A few weeks before he died in June 1966, hospitalised with leukaemia, news reached Lemaitre of Wilson and Penzius’ discovery, thus confirming the validity of his Fireworks Theory.

When did we make our entrance?

Archaeological evidence suggests the following timeline for us: tools were in use by our ancestors two million years ago; fire first burned 300,000 years ago; we began to speak 80,000 years ago; agriculture began 10,000 years ago and we began to write, only 5000 years ago.

That’s a lot of information and the numbers given are so large that it they are difficult to process. Suppose, as Carl Sagan has suggested in Cosmos, we consider this slightly differently. What if we compress the 13 billion year history of the universe into one calendar year? If this calendar were the size of a football pitch, all of human history would be the size of your fist. Our current location is 31 December and we are approaching midnight. Our starting point is January 1st. In this Cosmic Calendar, each month represents 1.25 billion years; each day, 40 million years; each hour, 1.8 million years; each minute, 30 thousand years and each second, 500 years.

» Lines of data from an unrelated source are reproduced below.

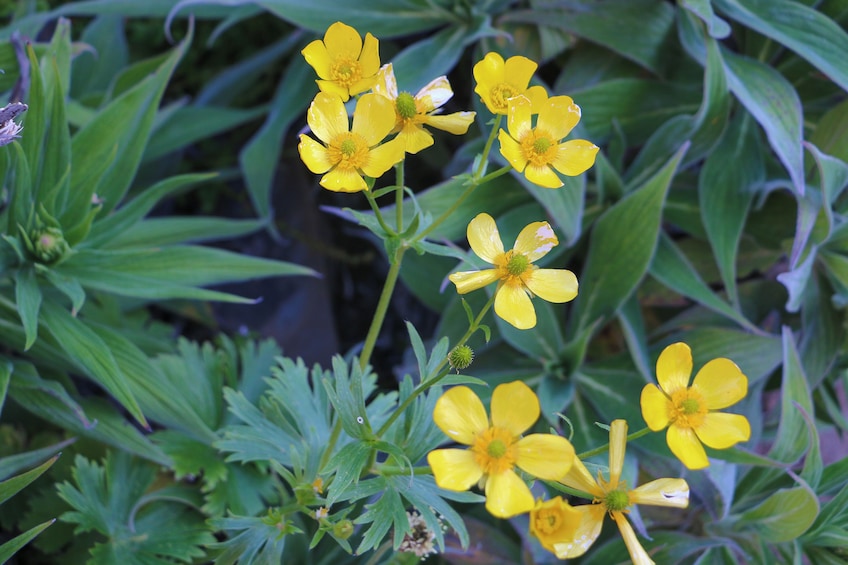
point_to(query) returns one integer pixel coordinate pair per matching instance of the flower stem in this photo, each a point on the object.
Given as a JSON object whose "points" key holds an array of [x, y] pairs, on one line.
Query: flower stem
{"points": [[605, 447], [382, 308]]}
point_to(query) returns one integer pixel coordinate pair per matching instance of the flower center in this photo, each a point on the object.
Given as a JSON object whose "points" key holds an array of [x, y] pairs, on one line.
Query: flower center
{"points": [[687, 408], [617, 500], [494, 450], [538, 148], [405, 104], [346, 72], [348, 151], [500, 95]]}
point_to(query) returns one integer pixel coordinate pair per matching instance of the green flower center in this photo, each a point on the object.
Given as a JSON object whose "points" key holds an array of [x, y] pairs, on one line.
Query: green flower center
{"points": [[517, 264], [690, 406], [496, 449], [405, 104], [617, 500]]}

On January 1st, The Big Bang happens (13.8 billion years ago). On January 10th, the first stars are born. On January 13th, stars coalesce to form galaxies. On May 15th, The Milky Way is formed. On August 31st, our sun is born. On September 15th, the earth is born (4.5 billion years ago). On September 21st: life begins on earth. On December 24th the dinosaurs appear. On December 28th, the dinosaurs disappear again just as our first flowers bloom.

As we approach December 31st, things get busy. Just over two hours ago, at 9.45pm; our ancestors, the first hominids, stand upright. One hour ago, the first tools are made. Fifteen minutes ago (450,000 years ago) the Neanderthals arrive (and disappear 1.3 minutes ago. I regret to inform you that we probably ate them.) Fourteen minutes ago, at 11.46pm, fire is tamed. Twelve minutes ago (350,000 years) Homo sapiens appears. Three minutes ago (80,000 years) we begin to speak. Forty seconds ago, we domesticate plants and animals. Twenty-five seconds ago, we build our first cities. Only sixteen seconds ago, writing begins. As Carl Sagan wrote, “All of recorded history; everyone about whom we have ever known; every hero and coward, every saint and sinner are contained within the last 16 seconds of our cosmic year.” Ten seconds ago, we invent the wheel. Seven seconds ago, Moses is born (1700 BCE). Six seconds ago, Buddha is born (500 BCE). Four seconds ago, Jesus is born. Three seconds ago, Mohammad is born. One second ago, Martin Luther and Galileo are born. Finally, one-fifth of a second ago, radiation is discovered.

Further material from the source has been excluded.